Captain Sera Kade stepped from the observation booth, her boots clicking sharply against the metal grate. She didn't look at Voss; she looked at Rian’s frame, her gaze lingering on the modified chest housing where the secondary stabilizer hummed with lethal, overclocked potential. “The match is on the public record, Director,” Kade said, her voice cutting through the tension. “If you want to pull him, do it by the book—after the match.”

She turned to Rian, her eyes narrowing. “Don’t make me regret the oversight, Vale.”

Rian stepped into the launch lane. The crowd noise hit him like a physical wall—a wall of indifference. They weren't cheering; they were waiting for the inevitable failure of the 'glass cannon' that had somehow clawed its way into the elite tier.

Jessa Corin stood at the far end of the combat strip. Her frame was a masterpiece of corporate sponsorship: white-and-cobalt plating, pristine shield emitters, and an actuator suite that moved with liquid precision. She didn't even look at him. She was the future of the academy, and he was a budget error waiting to be erased.

The launch horn blared. Jessa moved instantly, her frame snapping into a defensive arc that maximized her range. She didn't need to be aggressive; she only needed to wait for Rian’s frame to buckle under the strain of his own modifications.

She fired a burst of kinetic pulses. Rian didn't dodge; he couldn't afford the luxury of a full-frame pivot. Instead, he leaned into the missing-limb imbalance, letting the stabilizer under his chest housing click into place. The world seemed to stutter, then snap into a higher frame rate. He didn't just move; he calculated the gap between her shield pulses.
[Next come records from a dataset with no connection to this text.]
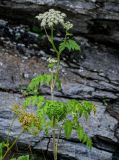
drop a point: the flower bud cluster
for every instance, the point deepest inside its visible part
(68, 25)
(52, 18)
(52, 60)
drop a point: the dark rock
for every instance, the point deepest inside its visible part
(93, 74)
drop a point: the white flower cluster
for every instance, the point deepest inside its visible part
(52, 60)
(68, 25)
(52, 18)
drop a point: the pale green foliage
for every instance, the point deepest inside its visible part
(38, 81)
(49, 109)
(52, 114)
(21, 158)
(3, 145)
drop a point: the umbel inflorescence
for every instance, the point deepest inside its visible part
(53, 18)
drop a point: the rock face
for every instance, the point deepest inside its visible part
(92, 75)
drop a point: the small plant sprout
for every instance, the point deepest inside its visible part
(54, 114)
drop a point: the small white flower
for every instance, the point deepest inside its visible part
(52, 18)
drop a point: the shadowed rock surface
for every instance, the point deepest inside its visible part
(93, 74)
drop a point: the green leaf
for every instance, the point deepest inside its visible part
(68, 129)
(80, 133)
(62, 46)
(38, 81)
(34, 101)
(1, 147)
(23, 157)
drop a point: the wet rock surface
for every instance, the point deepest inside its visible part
(92, 75)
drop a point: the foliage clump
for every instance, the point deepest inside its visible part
(51, 114)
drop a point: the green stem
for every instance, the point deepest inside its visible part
(9, 130)
(54, 140)
(14, 142)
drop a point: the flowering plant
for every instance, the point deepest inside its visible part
(54, 114)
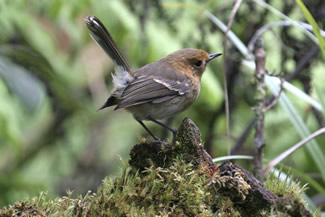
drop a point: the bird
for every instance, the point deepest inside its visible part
(158, 90)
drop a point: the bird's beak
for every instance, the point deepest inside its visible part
(212, 56)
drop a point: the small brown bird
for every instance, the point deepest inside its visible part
(158, 90)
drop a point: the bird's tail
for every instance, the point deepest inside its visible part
(102, 37)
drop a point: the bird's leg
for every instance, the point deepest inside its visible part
(144, 126)
(165, 126)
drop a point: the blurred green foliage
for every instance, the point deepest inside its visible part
(54, 77)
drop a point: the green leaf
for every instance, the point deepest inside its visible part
(313, 23)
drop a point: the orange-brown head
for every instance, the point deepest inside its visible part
(190, 61)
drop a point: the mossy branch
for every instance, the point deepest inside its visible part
(174, 180)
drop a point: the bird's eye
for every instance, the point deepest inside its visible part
(198, 63)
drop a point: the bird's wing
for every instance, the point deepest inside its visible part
(155, 90)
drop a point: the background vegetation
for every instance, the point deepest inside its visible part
(54, 77)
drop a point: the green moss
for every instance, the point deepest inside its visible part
(180, 180)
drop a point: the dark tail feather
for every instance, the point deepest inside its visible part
(109, 102)
(100, 34)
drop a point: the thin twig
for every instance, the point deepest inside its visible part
(260, 57)
(285, 154)
(232, 16)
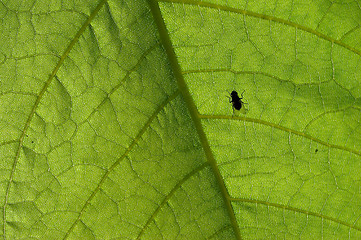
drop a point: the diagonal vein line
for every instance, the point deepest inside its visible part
(37, 101)
(131, 146)
(259, 121)
(170, 194)
(266, 17)
(276, 205)
(164, 36)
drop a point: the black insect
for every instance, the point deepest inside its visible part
(236, 100)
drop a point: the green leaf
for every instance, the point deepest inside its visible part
(115, 121)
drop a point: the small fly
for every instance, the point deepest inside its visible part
(236, 101)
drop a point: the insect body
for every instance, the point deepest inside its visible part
(236, 100)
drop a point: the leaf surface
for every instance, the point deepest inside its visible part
(115, 121)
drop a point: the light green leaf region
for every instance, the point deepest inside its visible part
(115, 121)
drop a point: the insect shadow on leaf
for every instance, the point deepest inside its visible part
(236, 101)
He surged forward. The crowd’s polite laughter died in their throats as he performed an impossible aerial correction, his frame’s missing limb causing a drift that looked like a mistake to the judges, but acted as a perfect feint to Jessa. He closed the distance in a heartbeat, his reactor output spiking to a dangerous, blinding 100%.
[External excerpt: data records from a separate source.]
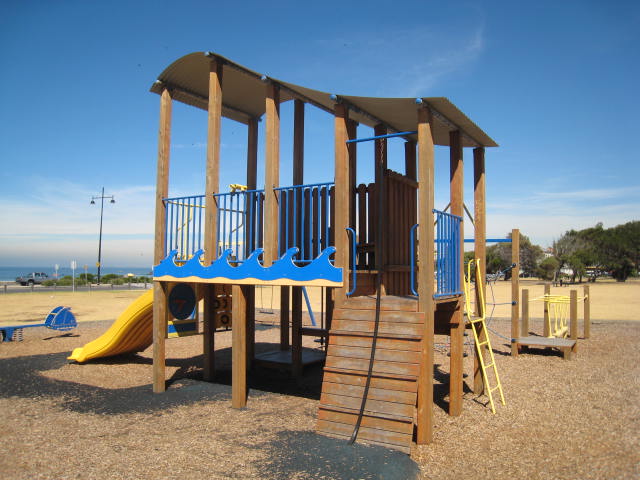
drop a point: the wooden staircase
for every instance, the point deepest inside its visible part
(389, 411)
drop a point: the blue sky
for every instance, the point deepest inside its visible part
(554, 83)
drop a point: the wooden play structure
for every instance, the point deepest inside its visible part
(392, 279)
(560, 320)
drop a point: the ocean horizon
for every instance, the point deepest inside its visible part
(9, 274)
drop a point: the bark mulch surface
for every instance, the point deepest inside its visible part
(60, 420)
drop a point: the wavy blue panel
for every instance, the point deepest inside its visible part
(283, 268)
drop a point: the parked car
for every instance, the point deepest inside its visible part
(33, 278)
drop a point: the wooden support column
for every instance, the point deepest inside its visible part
(238, 348)
(573, 314)
(272, 174)
(480, 248)
(410, 159)
(380, 165)
(424, 422)
(456, 363)
(296, 292)
(342, 199)
(546, 327)
(252, 167)
(515, 290)
(352, 131)
(162, 191)
(212, 186)
(525, 313)
(587, 312)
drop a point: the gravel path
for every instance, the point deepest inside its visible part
(563, 419)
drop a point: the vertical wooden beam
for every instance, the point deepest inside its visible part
(479, 209)
(480, 249)
(212, 186)
(352, 132)
(410, 159)
(252, 167)
(515, 289)
(272, 173)
(573, 314)
(213, 160)
(525, 313)
(424, 423)
(296, 292)
(208, 332)
(587, 312)
(456, 180)
(546, 327)
(162, 191)
(238, 348)
(342, 199)
(252, 154)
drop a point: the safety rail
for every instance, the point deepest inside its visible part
(184, 224)
(240, 222)
(447, 254)
(304, 219)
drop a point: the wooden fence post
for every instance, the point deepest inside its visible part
(546, 330)
(587, 312)
(525, 313)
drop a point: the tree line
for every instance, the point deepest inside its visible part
(591, 253)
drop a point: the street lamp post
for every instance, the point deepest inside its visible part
(93, 202)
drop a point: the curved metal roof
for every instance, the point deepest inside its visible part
(243, 98)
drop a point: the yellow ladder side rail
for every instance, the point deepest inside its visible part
(481, 320)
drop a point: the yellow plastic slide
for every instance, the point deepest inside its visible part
(131, 332)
Jessa’s shield flared, a brilliant blue dome of high-tier protection. Rian didn't aim for the edges. He dumped the entirety of the stabilizer’s lethal load into a single, concentrated strike at the shield’s anchor point.

The sound was like a thunderclap inside a vacuum. The shield fractured, then shattered into a shower of ionized sparks.

Jessa stumbled, her frame’s balance ruined by the sudden loss of pressure. Before she could recover, Rian was inside her guard, his own frame shuddering as the neural-sync load hit his brain like a hammer. He forced the frame to hold, his vision tunneling into a red, pulsing haze.

Finish it.

He slammed his frame’s remaining shoulder into hers, driving her back toward the lane boundary. The scoreboard flickered violently, the numbers dancing as his output hit the ceiling.

WIN — VALE, R.

The announcement was cold and final. The silence that followed was heavy, broken only by the hiss of steam from his cooling vents. Jessa Corin stood frozen, her shield emitters dark and sparking. She looked at the scorewall, then at Rian, her composure finally fracturing into genuine, visible shock.

Rian didn't have time to savor it. His legs gave out as the med-techs swarmed the lane. He collapsed against the cradle, blood trickling from his nose, his neural-link screaming in protest.

“You’re bleeding,” a medic shouted, but Rian barely heard him. He was staring at the board.

PROMOTION: ELITE BRACKET — PENDING COMPLIANCE REVIEW.

Director Voss was already walking toward him, his tablet glowing with a new, aggressive red notification. The ladder had widened, but the climb had just become significantly steeper.